Eine junge Kundin betritt den Laden, während mein heutiger Chef sich wieder im Beratungsgespräch befindet und ich gerade Familienspiele nahe der Eingangstüre sortiere. Scheinbar hat sie mich gleich als Teammitglied eingeordnet – innerlich freue ich mich darüber – und geht schnurstracks mit ihrer Frage auf mich zu: Ein Spiel suche sie, das man mit der ganzen Familie spielen könne, vor allem die kleine Schwester soll mithalten können und die sei gerade neun geworden. Natürlich lasse ich die Suchende nicht stehen, sondern ergreife die Initiative – denn auch, wenn ich kaum eine Ahnung vom Sortiment habe, kann ich sie beschäftigen, bis Michael Palm Zeit für sie findet. Also stelle ich erstmal Fragen: „Welche Spiele habt ihr denn schon?“ und „Was spielt ihr denn sonst so?“. Gemeinsam nehmen wir ein paar Spiele unter die Lupe. Schon bald stoße ich aber an die Grenzen meiner Beratungsfähigkeiten und muss mich entschuldigen, dass ich „noch“ nicht so viel weiß. Da wir aber beide sehr kommunikativ zu sein scheinen, entsteht ein interessanter Smalltalk, bis der Spielemeister schließlich das Ruder übernimmt.

Während die beiden ins Gespräch vertieft sind, widme ich mich meiner letzten Aufgabe: den Auslagentisch vor der Kasse neu dekorieren. Die Asterix & Obelix-Spiele, auch unter Mitwirkung von Michael Palm entstanden, sollen besser zur Geltung kommen, außerdem kann das Gesamtbild etwas Abrundung vertragen. Gut, dass das Umdekorieren nicht viel Zeit beansprucht, denn schon wieder kommen neue Kunden ins Geschäft. Fleißig begrüße, smalltalke und bemühe ich mich, die Kunden im Laden zu behalten, bis sich Michael Palm ihrer annehmen kann – natürlich immer ganz offen und unaufdringlich, so wie ich es kurz vorher aus dem Mitarbeiter-Leitfaden gelernt habe.

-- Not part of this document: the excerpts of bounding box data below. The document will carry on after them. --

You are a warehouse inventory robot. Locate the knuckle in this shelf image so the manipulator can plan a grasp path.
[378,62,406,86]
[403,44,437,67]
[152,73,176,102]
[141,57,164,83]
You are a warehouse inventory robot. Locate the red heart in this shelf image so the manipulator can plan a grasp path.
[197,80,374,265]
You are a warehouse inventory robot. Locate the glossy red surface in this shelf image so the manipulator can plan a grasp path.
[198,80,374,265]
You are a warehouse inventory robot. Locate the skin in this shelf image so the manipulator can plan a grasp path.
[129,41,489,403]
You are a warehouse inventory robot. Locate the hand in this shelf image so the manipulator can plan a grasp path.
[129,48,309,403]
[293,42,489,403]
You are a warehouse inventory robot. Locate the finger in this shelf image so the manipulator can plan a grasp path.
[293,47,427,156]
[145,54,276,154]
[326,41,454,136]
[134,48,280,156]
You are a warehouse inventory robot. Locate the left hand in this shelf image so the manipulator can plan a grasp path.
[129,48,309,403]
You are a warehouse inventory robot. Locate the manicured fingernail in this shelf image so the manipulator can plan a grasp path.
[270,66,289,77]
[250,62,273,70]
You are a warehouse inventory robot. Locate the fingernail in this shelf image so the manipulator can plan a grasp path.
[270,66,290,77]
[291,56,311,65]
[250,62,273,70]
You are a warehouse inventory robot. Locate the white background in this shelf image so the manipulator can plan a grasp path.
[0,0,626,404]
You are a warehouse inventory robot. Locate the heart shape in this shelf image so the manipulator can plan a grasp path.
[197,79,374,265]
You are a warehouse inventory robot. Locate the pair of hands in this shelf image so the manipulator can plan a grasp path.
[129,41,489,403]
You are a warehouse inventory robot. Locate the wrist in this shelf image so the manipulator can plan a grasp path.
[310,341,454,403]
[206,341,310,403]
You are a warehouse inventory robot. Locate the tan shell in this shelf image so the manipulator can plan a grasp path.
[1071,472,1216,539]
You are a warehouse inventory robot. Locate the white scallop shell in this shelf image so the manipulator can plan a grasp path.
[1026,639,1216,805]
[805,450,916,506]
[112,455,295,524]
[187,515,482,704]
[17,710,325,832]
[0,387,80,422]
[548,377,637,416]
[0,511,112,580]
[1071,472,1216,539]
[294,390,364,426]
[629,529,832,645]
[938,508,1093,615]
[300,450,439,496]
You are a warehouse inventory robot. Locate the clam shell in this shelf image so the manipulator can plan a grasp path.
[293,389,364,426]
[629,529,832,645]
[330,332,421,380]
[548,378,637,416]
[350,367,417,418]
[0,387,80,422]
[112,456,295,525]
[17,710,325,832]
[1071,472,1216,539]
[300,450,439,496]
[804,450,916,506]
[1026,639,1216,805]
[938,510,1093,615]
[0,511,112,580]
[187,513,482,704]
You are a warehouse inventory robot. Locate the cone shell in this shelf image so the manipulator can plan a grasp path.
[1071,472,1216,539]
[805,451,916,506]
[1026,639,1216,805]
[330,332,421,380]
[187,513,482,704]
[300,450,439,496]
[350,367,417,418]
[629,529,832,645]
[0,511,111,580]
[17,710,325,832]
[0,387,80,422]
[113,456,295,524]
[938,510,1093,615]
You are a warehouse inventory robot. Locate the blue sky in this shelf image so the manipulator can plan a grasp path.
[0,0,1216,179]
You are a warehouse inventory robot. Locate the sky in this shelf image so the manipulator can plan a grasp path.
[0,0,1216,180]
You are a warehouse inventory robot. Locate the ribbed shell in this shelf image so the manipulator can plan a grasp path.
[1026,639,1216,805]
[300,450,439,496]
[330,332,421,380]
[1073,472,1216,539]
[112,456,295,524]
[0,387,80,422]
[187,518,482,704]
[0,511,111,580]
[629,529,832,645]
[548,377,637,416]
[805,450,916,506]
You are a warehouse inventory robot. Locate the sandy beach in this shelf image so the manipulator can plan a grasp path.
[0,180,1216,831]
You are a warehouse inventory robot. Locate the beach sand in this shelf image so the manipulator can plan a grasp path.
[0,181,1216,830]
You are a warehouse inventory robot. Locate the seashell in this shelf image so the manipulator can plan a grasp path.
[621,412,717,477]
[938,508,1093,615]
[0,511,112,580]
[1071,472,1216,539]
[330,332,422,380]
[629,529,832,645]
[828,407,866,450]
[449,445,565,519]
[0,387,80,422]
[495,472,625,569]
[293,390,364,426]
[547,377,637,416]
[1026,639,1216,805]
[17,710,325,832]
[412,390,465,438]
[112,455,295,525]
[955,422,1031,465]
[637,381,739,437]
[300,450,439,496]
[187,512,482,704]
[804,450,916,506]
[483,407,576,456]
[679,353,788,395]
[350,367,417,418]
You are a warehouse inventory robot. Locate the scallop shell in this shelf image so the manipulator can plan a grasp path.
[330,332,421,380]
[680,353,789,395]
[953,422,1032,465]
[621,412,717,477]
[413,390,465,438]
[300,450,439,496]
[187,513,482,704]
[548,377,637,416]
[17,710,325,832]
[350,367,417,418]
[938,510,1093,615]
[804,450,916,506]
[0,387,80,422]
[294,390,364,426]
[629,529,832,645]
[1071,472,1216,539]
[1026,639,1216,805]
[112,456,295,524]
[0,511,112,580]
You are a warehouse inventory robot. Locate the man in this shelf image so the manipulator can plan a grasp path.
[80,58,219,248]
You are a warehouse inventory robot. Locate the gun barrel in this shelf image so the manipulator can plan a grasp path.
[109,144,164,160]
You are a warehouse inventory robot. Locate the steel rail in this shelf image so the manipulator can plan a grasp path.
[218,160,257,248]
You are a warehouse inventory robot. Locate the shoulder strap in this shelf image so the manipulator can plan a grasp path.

Inzwischen neigt sich der Tag auch schon dem Ende zu und mein Chef für heute beginnt mit der Abrechnung. Noch schnell ein paar Spiele aus dem Keller geholt, um die Lücken im Regal wieder aufzufüllen – so kann ich den Seetroll zufrieden seinem Schicksal überlassen und verabschiede mich mit guten Wünschen und einem weiteren herzlichen Händedruck von Michael Palm.

Fazit

„Klein, aber oho!“ – diese Aussage ist wie geschaffen für den Seetroll. Auf der begrenzten Fläche mitten in der verwinkelten Altstadt von Konstanz findet man nicht nur ein unglaublich breites Angebot, sondern auch Menschen, die mit Leidenschaft bei der Sache sind. Michael Palm und sein Team leben für ihre Spiele und können daher nicht nur die Kunden begeistern, sondern punkten mit außergewöhnlicher Fachkompetenz.